README.md

Introduction

In microscopic cancer images, the morphology of epithelium (tissue that lines the outer surfaces of organs and blood vessles throughout the body) plays a crucial role in predicting overall survival and outcome in cancer patients. This makes segmentation of epithelium cells from stromal tissue a crucial step in digital pathology. Manual segmentation of epithelia can be extremely cumbersome due to the sheer number of epithelial cells and their complex shapes (see example below). This is a problem well-suited to be solved by deep learning.

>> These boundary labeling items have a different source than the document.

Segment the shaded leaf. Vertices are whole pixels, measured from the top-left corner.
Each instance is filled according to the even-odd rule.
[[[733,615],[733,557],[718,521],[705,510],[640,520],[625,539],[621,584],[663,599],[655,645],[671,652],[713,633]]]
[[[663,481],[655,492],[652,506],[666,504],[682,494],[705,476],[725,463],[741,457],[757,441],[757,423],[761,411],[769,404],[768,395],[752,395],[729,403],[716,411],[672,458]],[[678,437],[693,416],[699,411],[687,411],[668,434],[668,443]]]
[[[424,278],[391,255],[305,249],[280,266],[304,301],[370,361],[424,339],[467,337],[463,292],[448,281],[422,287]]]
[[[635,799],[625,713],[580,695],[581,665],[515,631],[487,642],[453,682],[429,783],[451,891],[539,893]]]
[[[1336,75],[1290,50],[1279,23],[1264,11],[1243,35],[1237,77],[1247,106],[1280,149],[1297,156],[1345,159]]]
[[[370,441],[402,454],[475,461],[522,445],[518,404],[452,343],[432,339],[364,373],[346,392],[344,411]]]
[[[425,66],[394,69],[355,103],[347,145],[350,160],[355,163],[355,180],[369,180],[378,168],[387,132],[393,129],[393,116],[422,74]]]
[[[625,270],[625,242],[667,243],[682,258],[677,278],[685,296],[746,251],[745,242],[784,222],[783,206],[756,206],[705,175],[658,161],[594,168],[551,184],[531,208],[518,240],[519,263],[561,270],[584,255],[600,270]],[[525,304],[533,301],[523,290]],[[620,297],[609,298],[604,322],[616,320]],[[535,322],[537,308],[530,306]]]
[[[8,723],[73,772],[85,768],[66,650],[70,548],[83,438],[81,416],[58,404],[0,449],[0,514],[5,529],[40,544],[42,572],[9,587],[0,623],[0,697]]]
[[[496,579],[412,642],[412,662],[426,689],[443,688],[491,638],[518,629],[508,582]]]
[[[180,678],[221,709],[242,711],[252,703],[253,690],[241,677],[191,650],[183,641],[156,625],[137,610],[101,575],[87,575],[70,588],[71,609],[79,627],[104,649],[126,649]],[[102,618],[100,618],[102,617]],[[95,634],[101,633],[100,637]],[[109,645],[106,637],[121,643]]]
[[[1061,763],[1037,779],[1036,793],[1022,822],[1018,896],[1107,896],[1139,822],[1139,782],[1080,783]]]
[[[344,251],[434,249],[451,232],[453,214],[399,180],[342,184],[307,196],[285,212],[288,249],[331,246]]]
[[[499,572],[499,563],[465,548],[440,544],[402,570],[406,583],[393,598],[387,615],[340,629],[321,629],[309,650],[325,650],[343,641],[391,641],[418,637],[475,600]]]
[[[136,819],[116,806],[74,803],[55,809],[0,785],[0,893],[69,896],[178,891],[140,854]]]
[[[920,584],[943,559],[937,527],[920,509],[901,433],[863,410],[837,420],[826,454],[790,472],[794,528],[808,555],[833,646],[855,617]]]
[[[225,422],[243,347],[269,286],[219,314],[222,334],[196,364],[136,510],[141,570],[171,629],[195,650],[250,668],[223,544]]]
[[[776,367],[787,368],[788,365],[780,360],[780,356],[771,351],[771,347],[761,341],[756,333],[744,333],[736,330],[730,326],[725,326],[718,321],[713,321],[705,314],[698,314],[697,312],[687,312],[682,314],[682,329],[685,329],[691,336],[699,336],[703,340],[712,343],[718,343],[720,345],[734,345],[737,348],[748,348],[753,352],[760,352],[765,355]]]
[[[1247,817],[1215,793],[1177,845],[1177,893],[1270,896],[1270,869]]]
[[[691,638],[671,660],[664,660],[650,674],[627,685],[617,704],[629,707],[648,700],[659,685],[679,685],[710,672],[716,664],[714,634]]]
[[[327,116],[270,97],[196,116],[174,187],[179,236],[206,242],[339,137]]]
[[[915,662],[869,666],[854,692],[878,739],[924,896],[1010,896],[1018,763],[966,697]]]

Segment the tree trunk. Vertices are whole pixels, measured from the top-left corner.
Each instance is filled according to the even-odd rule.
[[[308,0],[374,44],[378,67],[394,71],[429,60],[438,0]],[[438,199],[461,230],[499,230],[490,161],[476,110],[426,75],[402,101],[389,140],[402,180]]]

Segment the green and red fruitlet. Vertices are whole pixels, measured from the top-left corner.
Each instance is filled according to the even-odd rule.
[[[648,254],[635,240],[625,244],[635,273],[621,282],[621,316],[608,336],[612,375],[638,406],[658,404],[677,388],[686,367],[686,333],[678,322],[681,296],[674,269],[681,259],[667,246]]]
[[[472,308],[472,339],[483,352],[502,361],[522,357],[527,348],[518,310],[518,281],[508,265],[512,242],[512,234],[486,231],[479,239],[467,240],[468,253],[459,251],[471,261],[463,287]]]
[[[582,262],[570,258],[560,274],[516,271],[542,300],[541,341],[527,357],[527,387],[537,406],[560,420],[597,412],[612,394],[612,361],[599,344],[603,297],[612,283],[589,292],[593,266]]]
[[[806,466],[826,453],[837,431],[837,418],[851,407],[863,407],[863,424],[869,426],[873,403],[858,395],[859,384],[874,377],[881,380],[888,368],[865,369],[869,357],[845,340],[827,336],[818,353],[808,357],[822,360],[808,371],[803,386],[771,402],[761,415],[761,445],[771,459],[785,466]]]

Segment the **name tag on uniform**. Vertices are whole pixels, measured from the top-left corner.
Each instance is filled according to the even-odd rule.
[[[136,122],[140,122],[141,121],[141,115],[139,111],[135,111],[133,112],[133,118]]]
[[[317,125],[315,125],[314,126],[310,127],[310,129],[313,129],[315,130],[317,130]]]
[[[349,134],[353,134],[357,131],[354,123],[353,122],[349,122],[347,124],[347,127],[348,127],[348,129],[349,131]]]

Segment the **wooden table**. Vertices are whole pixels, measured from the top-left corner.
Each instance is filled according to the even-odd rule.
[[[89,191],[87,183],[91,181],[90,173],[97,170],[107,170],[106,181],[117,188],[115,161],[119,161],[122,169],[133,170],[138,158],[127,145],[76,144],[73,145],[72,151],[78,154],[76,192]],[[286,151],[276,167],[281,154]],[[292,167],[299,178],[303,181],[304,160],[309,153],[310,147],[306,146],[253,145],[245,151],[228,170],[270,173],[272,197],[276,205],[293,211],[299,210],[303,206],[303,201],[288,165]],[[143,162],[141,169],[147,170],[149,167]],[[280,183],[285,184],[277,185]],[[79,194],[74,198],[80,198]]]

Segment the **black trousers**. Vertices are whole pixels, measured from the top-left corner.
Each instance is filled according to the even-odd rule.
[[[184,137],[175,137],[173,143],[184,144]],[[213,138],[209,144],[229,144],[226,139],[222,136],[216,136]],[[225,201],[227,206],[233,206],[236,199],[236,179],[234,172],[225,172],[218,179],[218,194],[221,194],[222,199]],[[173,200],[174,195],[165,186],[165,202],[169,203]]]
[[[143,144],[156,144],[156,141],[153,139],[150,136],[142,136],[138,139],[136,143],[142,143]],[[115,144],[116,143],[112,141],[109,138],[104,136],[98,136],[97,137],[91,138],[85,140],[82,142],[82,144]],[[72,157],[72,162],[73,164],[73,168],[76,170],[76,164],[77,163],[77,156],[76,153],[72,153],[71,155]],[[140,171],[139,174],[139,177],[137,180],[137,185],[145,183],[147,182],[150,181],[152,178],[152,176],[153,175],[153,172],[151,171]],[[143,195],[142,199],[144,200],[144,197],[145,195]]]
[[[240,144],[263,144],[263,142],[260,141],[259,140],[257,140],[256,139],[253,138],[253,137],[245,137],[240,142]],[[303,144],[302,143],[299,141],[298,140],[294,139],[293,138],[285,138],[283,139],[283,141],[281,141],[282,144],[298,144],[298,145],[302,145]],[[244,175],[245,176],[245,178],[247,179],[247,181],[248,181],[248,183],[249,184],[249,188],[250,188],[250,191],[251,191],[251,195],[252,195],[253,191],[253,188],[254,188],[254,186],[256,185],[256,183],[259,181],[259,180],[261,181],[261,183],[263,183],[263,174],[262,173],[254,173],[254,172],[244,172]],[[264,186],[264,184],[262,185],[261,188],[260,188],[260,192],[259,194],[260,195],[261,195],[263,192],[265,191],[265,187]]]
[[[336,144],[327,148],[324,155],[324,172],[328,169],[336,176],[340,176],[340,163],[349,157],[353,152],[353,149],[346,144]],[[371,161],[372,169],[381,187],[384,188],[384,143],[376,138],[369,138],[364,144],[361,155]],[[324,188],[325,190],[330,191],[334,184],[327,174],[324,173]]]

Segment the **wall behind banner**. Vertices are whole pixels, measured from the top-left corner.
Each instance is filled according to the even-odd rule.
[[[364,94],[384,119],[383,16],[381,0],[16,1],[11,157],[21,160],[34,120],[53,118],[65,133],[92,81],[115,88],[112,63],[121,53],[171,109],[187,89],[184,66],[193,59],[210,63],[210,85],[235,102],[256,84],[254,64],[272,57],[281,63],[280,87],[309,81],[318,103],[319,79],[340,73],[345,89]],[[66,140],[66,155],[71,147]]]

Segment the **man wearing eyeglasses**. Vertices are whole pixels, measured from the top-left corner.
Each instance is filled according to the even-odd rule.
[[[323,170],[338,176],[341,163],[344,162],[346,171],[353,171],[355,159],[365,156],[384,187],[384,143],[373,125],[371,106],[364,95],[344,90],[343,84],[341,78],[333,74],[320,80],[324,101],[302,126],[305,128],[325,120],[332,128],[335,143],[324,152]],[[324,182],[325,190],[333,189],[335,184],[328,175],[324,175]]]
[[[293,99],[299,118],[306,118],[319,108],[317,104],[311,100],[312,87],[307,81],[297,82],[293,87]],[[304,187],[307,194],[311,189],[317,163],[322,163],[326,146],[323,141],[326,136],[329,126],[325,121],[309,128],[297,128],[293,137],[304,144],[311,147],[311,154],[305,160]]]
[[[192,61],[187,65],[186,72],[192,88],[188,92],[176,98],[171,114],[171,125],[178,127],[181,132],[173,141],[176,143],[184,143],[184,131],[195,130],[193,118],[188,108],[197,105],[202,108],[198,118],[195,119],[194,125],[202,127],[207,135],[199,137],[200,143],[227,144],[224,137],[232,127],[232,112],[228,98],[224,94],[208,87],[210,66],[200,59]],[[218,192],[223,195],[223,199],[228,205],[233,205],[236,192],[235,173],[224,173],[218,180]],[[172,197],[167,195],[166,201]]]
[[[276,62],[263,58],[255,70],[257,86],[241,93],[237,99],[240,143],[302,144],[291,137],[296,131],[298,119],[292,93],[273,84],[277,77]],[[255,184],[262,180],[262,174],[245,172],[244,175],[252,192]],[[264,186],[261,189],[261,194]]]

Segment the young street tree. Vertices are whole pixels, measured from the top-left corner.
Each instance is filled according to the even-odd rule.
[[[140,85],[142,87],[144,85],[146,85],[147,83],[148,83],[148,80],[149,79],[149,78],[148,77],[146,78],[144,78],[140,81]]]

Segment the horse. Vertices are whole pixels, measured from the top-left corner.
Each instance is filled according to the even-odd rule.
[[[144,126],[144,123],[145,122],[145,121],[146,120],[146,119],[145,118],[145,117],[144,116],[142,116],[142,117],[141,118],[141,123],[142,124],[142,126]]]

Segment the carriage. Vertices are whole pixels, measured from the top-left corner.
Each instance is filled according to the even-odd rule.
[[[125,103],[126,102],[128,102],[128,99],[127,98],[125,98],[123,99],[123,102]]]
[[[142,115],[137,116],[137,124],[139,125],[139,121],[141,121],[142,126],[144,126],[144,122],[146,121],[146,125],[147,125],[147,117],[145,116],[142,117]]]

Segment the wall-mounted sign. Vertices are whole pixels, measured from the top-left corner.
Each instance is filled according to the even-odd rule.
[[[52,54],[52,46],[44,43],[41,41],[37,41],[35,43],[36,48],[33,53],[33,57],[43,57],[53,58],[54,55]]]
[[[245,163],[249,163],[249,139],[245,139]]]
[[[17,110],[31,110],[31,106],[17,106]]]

On the left is a raw ER+ BCa (estrogen receptor positive breat cancer) image. Dark purple regions are epithelium and pink+white regions are stroma. The image on the right is the corresponding mask with epithelial cells in white and stroma in black. The mask was a result of manual segmentation by an expert pathologist. Our job is to segment the epithelial regions automatically using deep learning.

Dataset Description

The training data consists of 42 images (1,000 x 1,000) from the same number of patients. Each patient only has one image.

Methodology

Patch extraction

For each patient, let's extract 100 patches of size 500 x 500. Before extracting patches, let's pad the images with size 500 so that regions close to the edges can also be trained on. The number of patches is limited by the computing resources available. Patch size is more than twice than the input training size of patches (256 x 256) so that non-local regions of the bigger patch are cropped during augmentation. This is important because we want the segmentation network to learn from patches which don't look alike.

Creating database

After extracting the patches from each whole slide image of a patient, we will store them in a pytable built on top of hdf5 library (hierarchical data format) and numpy package. It allows patches to be read and augmented in parallel by GPUs. Reading patches from pytables is much faster as compared to reading from images. This is especially important if one wants to read a patch a hundred epochs during training.

UNet training

We will use the highly successful UNet model for segmentations. See the paper for more details on the unet architecture. We will use cross-entopy for each pixel as the loss function.

Results

Below is an example of the performance of the unet on a validation image. The dice score is 0.78.

Areas of improvement

• Thresholding: Because of a high number of false positives, setting a higher threshold for positive class could improve the dice scores.
• More patches: Due to computational limitations, 100 patches per patient/whole slide image were extracted. More patches will help performance.
• Hard cases: UNet performance will benefit from images which are difficult to segment manually. For instance, a lower contrast between epithelium and stroma makes it harder to segment. Learning from difficult cases should help. Additionally, the UNet seems to oversegment. It would be interesting to see the performance if we include images where the dominant component is stroma.